Doe was a dependent beneficiary in a group health benefit plan provided by Doe’s father’s employer. The plan was funded by a policy issued by Harvard Pilgrim. The plan provided coverage for in-patient care, intermediate care, and outpatient mental health care only to the extent medically necessary. The plan utilized strict guidelines to determine whether residential mental health treatment was necessary. Doe sued after her claim for residential mental health treatment was partially denied.
The case has a somewhat convoluted procedural history. The District Court initially upheld Harvard Pilgrim’s decision in 2017. Doe appealed and the First Circuit remanded the case on the grounds that the administrative record should have been expanded. The District Court then did so and, after allowing additional briefing and argument, again found that Doe had not met her burden to show that she was entitled to coverage for residential treatment during the disputed period. Doe appealed again.
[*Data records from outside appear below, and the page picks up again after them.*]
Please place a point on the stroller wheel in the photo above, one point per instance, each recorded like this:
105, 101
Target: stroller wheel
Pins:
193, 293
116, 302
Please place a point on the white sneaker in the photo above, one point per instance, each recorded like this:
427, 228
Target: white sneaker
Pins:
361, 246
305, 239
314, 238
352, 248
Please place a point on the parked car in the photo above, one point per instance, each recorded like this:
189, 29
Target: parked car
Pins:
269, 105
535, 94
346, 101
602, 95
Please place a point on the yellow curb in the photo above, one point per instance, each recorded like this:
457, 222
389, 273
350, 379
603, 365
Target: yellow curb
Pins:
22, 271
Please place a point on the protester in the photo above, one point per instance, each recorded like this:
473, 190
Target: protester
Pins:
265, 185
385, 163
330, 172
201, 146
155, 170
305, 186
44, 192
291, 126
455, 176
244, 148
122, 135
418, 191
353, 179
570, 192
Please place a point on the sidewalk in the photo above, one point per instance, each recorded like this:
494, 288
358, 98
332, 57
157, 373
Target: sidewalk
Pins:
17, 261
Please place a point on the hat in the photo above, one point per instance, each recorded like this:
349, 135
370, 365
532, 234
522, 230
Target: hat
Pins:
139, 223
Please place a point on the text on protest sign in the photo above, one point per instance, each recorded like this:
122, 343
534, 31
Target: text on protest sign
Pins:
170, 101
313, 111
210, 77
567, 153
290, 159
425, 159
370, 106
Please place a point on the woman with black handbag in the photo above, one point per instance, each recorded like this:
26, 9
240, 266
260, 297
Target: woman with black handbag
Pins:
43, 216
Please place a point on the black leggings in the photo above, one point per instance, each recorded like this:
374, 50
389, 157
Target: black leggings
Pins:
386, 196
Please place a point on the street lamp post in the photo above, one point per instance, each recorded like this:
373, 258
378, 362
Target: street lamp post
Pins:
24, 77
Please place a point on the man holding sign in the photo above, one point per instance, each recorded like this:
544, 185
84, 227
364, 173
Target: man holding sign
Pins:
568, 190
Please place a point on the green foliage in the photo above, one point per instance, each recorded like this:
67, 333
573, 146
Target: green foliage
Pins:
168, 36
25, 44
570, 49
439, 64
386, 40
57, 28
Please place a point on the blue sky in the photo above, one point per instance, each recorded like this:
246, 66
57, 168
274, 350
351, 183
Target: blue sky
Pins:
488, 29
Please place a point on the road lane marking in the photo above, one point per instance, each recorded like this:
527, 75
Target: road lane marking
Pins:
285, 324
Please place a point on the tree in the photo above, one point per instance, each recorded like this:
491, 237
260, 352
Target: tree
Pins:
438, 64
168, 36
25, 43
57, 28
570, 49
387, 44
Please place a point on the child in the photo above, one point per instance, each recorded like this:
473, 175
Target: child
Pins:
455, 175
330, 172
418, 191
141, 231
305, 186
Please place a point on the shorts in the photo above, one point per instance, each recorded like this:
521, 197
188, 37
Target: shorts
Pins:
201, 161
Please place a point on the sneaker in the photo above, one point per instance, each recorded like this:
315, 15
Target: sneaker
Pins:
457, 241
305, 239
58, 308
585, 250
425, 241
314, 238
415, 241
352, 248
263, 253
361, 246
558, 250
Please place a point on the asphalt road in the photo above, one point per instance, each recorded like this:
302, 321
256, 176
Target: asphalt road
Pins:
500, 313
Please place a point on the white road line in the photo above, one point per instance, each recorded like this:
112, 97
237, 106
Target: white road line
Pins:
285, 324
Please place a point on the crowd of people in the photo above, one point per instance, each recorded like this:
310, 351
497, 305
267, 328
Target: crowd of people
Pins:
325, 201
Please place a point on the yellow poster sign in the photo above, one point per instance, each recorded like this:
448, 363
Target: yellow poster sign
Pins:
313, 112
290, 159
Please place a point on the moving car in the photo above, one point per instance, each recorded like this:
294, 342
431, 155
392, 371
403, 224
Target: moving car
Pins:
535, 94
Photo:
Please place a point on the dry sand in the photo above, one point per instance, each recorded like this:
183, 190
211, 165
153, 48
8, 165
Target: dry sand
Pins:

Noting that in its prior decision it had held that under the de novo standard of review, the District Court’s factual findings would be reviewed only for clear error, the First Circuit found none. While Doe attacked Harvard Pilgrim’s expert reports, the First Circuit found that there was no clear error for the District Court to rely on those reports or read them in the manner suggested by Doe.
Doe also argued that the District Court should have had a bench trial and required the various experts to testify and be subject to cross-examination. The First Circuit stated that such a proposal had long ago been rejected in its decision in Orndorf v. Paul Revere Life Ins. Co.
, 404 F.3d 510 (1st
Cir. 2005). The court reiterated that it has consistently held that the record before the District Court should match the record reviewed by the administrative decision maker absent special circumstances.
Lastly, the First Circuit upheld the District Court’s denial of Doe’s request for attorney’s fees for the period leading up to the First Circuit’s initial decision remanding the case back to the District Court. The First Circuit reviewed the five-factor test it has repeatedly utilized to consider an award of attorney’s fees and found the District Court made no legal or clear factual error in the exercise of its discretion that attorney’s fees were not warranted in a case where the plaintiff’s “success on the merits” was limited to only achieving a remand to the District Court.
The First Circuit affirmed the decision of the District Court.